Objective: To determine the relationship between blood glucose levels (mg/dL) and occurrence of symptomatic vasospasm (VSP) and clinical outcomes after aneurysmal subarachnoid hemorrhage.
Design: Retrospective observational study of 352 patients with subarachnoid hemorrhage admitted within 48 hrs of ictus between January 1995 and June 2002.

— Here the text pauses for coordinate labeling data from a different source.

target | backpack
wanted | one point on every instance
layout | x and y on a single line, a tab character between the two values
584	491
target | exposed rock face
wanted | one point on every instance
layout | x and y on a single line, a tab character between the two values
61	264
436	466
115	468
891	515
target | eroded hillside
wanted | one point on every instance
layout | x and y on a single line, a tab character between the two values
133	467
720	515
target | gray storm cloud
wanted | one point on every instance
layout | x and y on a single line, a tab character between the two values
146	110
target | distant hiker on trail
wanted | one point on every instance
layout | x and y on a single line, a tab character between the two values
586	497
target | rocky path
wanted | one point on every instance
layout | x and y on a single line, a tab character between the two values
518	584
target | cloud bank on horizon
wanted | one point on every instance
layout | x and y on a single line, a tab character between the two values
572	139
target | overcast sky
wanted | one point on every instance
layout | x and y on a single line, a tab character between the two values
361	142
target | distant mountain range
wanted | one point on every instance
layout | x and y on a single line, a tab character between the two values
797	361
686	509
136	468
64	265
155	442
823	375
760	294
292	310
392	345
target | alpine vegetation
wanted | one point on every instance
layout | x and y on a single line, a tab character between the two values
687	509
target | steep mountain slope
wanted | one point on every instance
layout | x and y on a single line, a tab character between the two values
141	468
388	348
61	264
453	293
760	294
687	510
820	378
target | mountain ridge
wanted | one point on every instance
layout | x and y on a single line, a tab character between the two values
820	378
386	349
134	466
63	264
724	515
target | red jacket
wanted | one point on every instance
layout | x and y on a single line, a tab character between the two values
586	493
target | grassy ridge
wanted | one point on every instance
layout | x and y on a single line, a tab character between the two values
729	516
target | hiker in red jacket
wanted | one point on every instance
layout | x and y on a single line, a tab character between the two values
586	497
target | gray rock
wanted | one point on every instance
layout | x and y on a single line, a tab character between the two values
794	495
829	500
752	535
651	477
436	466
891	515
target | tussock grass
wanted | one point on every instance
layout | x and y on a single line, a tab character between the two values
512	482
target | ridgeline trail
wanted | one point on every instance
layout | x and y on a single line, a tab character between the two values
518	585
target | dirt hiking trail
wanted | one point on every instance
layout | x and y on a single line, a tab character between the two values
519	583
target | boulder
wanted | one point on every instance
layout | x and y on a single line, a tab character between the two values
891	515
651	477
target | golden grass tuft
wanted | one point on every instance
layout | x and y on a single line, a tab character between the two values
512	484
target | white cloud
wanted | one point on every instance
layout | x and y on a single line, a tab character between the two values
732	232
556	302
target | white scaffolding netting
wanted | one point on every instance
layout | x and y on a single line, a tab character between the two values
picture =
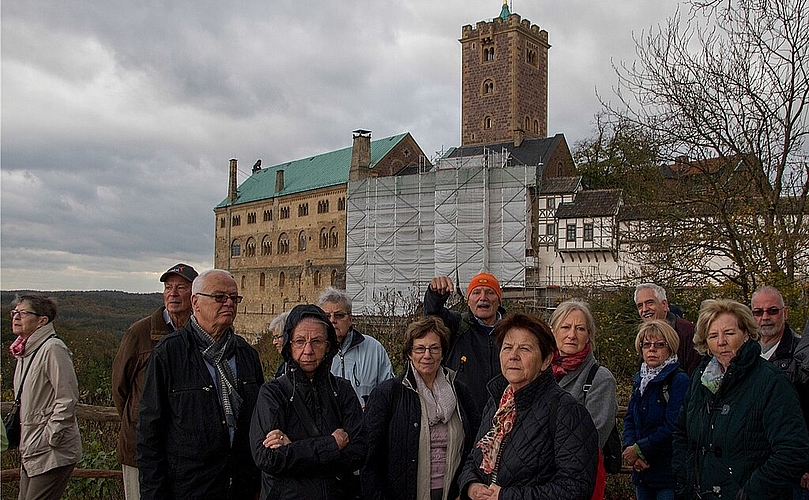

Setting: Neurointensive care unit.
Patients: Adult patients admitted after subarachnoid hemorrhage.
Interventions: None.
Measurements and main results: Variables included age; Hunt-Hess classification score; Fisher group; insulin use; infectious disease status; history of diabetes mellitus; and blood glucose values. Poor clinical outcome was defined by a modified Rankin score > or =3, and hyperglycemia was defined by a blood glucose level >140 mg/dL. Mean daily blood glucose values were assessed from admission to development of VSP or day 14. Mean admission blood glucose value, mean inpatient blood glucose value, insulin use, infectious disease status, Hunt-Hess classification score, Fisher group, and history of diabetes mellitus were entered in a Cox proportional hazards model. VSP occurred in 103 (29.2%) of 352 patients. Mean admission blood glucose values (176.6 +/- 40.3 mg/dL vs. 162.3 +/- 47.8 mg/dL; p = .01) and mean inpatient blood glucose values (166.2 +/- 24.7 mg/dL vs. 155.8 +/- 29.7 mg/dL; p = .001) were significantly higher in patients with VSP. Mean inpatient blood glucose value (relative risk, 1.01; 95% confidence interval, 1.0-1.03; p = .04), Hunt-Hess classification score > or =3 (relative risk, 2.23; 95% confidence interval, 1.21-3.99; p = .02), and Fisher group score of 3 (relative risk, 1.28; 95% confidence interval, 1.15-3.1; p = .05) increased the risk for VSP. Hyperglycemia was associated with longer length of stay in the neurointensive care unit (14.5 +/- 7.1 days vs. 11.6 +/- 5.4 days; p < .001) and poor outcome at discharge (modified Rankin score > or =3: 58.9% vs. 18.8%; p < .001).
Conclusions: Mean inpatient blood glucose value is associated with the development of VSP and may represent a target for therapy to prevent VSP and improve clinical outcomes.